Bref, tout allait bien jusqu'à ce qu'hélas, l'une d'entre nous décide de mettre au point son dernier bébé. Et ne disparaisse provisoirement.

C'est à ce moment là que nos vies ont basculé.
Je vais vous dire franchement, de manière générale, j'aime bien les gens. La plupart des gens. Je sais que je peux sembler avoir la critique facile, mais en fait je suis plutôt bon public. La preuve, j'ai regardé tous les épisodes de ceci :
   

(Je sais, ça n'a quasiment aucun rapport, mais je cherche le thème de ma prochaine battle de série, et quand même, le fait que j'aie pu regarder ça, ça veut dire que je peux potentiellement aimer tout et n'importe quoi... Et donc, n'importe qui...)

Donc, quand un instit s'absente un peu longtemps, on essaie généralement d'en trouver un autre qui fera aussi bien, voire mieux. (Ça, c'est la théorie...)
Pour ceux d'entre nous qui ne seraient pas enseignants, il est donc nécessaire que je procède à une petite remise au point.
Les remplaçants, il y en a de deux sortes.
Ceux que j'admire énormément, car c'est un métier drôlement difficile : arriver dans une classe, proposer des choses à des élèves qu'on ne connait pas et qui peuvent littéralement vous rendre la vie impossible... du genre... changer de place, de prénom, vous faire croire qu'ils ont jamais appris quoi que ce soit, etc.

Mais hélas, il y a beaucoup de remplaçants qui sont remplaçants car on a estimé que... c'était mieux comme ça. (et ce n'est pas un compliment). Pour certains, le remplacement remplace... la porte. L'éducation nationale est bien faite, on n'y rentre pas facilement, mais on en sort encore moins facilement. CQFD.

Voilà donc qu'un beau matin, nous, dans notre école des bisounours du bonheur, on a vu arriver ce qui se fait de mieux en la matière.
Laissez moi vous faire son portrait. Je ne m'attaquerai pas au physique, car ce serait mesquin (et que nous réservons cette médiocrité à notre pause déjeuner, entre deux débats sur la vasectomie et les qualités d'acteur de Mickaël Youn...). Je vais plutôt vous brosser le portrait psychologique de ma voisine de classe (car oui, en plus, on a une porte en commun qui relie nos deux classes.... c'est un peu comme être voisine de chambre au CROUS, on entend tout ce qui se passe, mais y a moins d'histoires de Q au programme).

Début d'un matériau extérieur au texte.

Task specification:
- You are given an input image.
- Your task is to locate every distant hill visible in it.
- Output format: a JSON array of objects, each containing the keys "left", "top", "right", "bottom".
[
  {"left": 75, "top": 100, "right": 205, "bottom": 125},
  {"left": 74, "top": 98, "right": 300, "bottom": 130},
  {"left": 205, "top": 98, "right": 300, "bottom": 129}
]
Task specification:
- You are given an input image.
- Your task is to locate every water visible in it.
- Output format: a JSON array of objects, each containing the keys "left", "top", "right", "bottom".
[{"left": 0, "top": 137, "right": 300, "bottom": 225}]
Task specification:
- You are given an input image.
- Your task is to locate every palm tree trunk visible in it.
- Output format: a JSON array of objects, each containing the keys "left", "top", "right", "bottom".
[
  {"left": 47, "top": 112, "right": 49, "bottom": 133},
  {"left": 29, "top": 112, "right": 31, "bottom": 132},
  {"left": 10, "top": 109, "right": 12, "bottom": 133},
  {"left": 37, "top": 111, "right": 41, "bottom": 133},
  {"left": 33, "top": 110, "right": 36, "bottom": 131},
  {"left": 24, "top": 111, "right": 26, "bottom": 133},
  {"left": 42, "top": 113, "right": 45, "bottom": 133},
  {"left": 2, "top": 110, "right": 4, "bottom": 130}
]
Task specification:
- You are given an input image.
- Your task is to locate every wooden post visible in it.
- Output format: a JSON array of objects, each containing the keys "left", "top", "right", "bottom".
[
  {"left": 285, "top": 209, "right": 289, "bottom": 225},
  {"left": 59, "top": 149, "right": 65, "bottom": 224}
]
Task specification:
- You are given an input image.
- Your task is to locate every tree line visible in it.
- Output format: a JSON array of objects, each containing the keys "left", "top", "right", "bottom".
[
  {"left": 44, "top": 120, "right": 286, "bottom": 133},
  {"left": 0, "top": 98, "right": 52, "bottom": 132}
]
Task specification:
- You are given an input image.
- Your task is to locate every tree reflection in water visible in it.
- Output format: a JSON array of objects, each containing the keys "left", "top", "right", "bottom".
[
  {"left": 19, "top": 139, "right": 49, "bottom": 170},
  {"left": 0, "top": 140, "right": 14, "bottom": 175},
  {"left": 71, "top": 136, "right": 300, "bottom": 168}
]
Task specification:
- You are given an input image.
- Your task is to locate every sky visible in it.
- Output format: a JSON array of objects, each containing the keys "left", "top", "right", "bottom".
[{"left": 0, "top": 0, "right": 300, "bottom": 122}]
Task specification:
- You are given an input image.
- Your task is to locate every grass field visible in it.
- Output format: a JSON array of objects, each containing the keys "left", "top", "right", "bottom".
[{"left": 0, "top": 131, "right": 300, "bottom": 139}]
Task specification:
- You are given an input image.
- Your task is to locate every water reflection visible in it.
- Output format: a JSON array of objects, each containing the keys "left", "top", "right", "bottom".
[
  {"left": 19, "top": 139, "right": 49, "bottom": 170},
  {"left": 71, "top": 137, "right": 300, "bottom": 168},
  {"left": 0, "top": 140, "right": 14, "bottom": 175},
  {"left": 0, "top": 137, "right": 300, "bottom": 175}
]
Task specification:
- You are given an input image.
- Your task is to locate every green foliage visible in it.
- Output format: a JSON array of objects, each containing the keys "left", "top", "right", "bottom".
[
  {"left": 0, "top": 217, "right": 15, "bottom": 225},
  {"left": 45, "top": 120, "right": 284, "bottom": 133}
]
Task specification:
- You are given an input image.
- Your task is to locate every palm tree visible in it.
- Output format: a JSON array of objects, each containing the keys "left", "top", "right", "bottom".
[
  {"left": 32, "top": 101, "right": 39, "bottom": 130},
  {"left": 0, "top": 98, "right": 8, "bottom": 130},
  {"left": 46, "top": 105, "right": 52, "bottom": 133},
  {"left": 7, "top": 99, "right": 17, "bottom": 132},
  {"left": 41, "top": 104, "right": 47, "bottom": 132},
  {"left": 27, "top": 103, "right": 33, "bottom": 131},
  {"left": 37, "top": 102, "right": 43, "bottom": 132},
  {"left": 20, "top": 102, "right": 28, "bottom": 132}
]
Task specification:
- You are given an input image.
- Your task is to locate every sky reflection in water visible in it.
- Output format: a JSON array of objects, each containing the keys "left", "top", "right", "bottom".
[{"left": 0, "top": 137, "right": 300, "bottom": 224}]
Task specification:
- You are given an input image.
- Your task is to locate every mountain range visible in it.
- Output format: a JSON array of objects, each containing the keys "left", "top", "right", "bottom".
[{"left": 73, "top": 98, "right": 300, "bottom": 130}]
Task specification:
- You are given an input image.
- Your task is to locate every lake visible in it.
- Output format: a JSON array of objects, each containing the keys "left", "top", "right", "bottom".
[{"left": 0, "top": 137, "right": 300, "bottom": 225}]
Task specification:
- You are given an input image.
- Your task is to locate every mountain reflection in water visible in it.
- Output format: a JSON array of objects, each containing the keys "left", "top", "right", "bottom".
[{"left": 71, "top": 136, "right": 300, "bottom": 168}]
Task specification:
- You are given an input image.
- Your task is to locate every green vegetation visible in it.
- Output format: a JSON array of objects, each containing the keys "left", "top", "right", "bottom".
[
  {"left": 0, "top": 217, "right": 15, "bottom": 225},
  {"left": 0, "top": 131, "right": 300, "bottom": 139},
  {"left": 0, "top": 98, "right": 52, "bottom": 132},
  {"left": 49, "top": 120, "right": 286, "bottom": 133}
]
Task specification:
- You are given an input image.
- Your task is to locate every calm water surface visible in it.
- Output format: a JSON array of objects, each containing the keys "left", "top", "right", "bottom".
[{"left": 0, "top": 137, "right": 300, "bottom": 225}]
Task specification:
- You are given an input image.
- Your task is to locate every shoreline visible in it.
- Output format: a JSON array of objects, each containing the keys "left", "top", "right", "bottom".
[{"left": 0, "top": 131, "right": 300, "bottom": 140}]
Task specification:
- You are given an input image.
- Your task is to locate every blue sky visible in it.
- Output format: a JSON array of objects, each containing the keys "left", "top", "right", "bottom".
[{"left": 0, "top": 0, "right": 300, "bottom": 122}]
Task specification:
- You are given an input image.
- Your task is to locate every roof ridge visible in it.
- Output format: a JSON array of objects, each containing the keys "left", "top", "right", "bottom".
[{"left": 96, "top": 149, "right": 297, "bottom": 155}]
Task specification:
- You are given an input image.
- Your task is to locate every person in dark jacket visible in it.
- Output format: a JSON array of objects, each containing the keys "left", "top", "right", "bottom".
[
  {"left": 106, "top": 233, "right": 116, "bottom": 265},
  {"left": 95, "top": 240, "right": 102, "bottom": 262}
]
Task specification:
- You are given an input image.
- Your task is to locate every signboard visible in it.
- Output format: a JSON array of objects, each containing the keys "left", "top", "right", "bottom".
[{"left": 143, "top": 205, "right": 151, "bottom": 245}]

Notre collègue, qu'on appellera Samantha pour conserver son anonymat (et parce que c'est le pseudo qu'on lui a attribué, ce qui n'a strictement rien à voir avec Samantha Fox et son 95 E), a de multiples qualités que nous avons la joie d'exploiter chaque jour avec délectation.

Qualité 1 : La délation
Peu contente de notre accueil (il faut dire que ce n'est pas la première fois qu'elle nous rend visite), notre charmante collègue a donc tenu à faire savoir à notre hiérarchie quelle bande de méchantes et vilaines filles nous étions, et ce, dans les 2 h qui ont suivi son arrivée à l'école (niveau Moyenne Section, côté élèves : "maitresssssssssssse, ils sont méchants les autres !).
Ayant semble-t-il jugé cette action insuffisante, elle se précipita directement devant l'école pour raconter à nos bons parents d'élèves (toujours avides de ragots frais et juteux à notre égard) que nous étions toutes incompétentes et mal lunées, et que personne ne voulait venir dans notre école. (Niveau Grande section, on progresse : "Hé ben tu sais Prune-Lily elle a dit que j'étais pas sa copiiiiiiiine".)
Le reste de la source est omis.